Introduction

Curative resections of the tumours of proximal humerus have been made possible in this era of limb salvage, with accurate staging and clear preoperative imaging defining the margins of resection [13]. For high-grade sarcomas, careful patient selection, supported by neo-adjuvant and adjuvant chemotherapy with a multi-disciplinary approach, has helped orthopaedic oncologists attain recurrence and mortality rates comparable to those with amputations [4, 5, 21, 23]. However, reconstruction of the proximal humerus remains controversial, with reports that come down for or against various options [9, 10, 20, 25]. The purpose of this study was to analyse the complications and the oncological and functional results of custom mega-prosthetic proximal humeral replacement while evaluating the prosthetic survival rates.

Materials and methods

Between April 1989 and August 2001, 63 patients with proximal humeral tumours underwent limb salvage resection and reconstruction in various institutions. We describe those 57 patients who were followed up for a minimum period of 2 years following custom mega-prosthetic replacement. There were 28 males and 29 females, mostly in the second or third decade of life, ranging in age from 8 to 69 years (mean 27.9 years). The mean follow-up period was 5.5 years.
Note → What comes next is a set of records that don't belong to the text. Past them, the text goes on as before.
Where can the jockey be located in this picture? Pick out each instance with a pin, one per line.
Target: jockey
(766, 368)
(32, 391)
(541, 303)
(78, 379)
Diagnosis and grade of tumours

There were 24 patients with osteosarcoma (Fig. 1), 11 aggressive giant cell tumours, 7 chondrosarcomas, 5 metastatic lesions and 2 cases of Ewing’s sarcoma (Table 1). Pre-operative staging evaluation was accomplished using plain radiography in all cases, computerized tomography (31 cases); magnetic resonance imaging (15 cases) and technetium bone scans (12 patients) to assess the soft tissue spread and distant bone metastases. Angiography was performed in four patients.

Fig. 1
figure 1

Pre-operative radiograph of a patient with stage IIB osteosarcoma of the proximal third of the humerus

Table 1 Diagnoses and oncological outcome in patients followed up for a minimum of 2 years

Histopathological diagnosis was established pre-operatively with open biopsy in 28 patients and closed biopsy or aspiration cytology in the rest. Enneking stages IIA and IIB [7] were those most commonly encountered in malignant tumours, and all the 11 giant cell tumours and both aneurysmal bone cysts were aggressive (stage B 3) . Soft tissue encroachment was observed in 20 cases, and 25 patients presented with pathological fracture. The average length of lesion was 108.3 cm (range 50–210 cm).

Resection

Resection of the two aneurysmal bone cysts (stage B 3) and two angiofibromas (stage B 2) resulted in segmental defects that were large enough to warrant a mega-prosthetic replacement. Also the giant cell tumours were aggressive with extensive involvement of the entire proximal humerus, and hence even a marginal resection left us with a segmental loss that necessitated endoprosthetic reconstruction. Resection margins achieved were extra-articular and wide in 38 malignant sarcomas that were in stages IB, IIA or IIB; marginal in the rest of the tumours, including metastatic lesions.

Adjuvant treatment

Pre-operative chemotherapy was given to 19 patients with malignant tumours. Four patients (one giant cell tumour, 1 metastasis from prostate carcinoma and two cases of osteosarcoma) were referred to us after receiving preoperative radiotherapy. Two patients with giant cell tumour, one with chondrosarcoma and two with osteosarcoma had undergone prior excision or resection with inadequate margins. All patients with osteosarcoma, malignant fibrous histiocytoma and multiple myeloma received post-operative chemotherapy.

Reconstruction

The required dimensions of the prosthesis were estimated using X-rays in all patients. The material that was used to indigenously manufacture these prostheses was surgical stainless steel 316 L in 49 patients and titanium in 8 patients. Stainless steel wires or Dacron tapes were used for static suspension to secure the prosthesis proximally to the acromion process. The distal stem of the prosthesis was fixed with polymethylmethacrylate cement in the distal medullary canal (Fig. 2).

Fig. 2
figure 2

Follow- up radiograph of the patient in Fig. 1, after wide resection and custom mega-prosthetic replacement

Results

Patients were evaluated every 3 months during the first year and 6 monthly for the next 2 years with physical examination and plain radiography. Long-term follow up was annual. The average duration of follow-up was 5.5 years (range 2–14.5 years). One patient with osteosarcoma and one with aneurysmal bone cyst were lost to follow-up after 3.5 and 5 years respectively.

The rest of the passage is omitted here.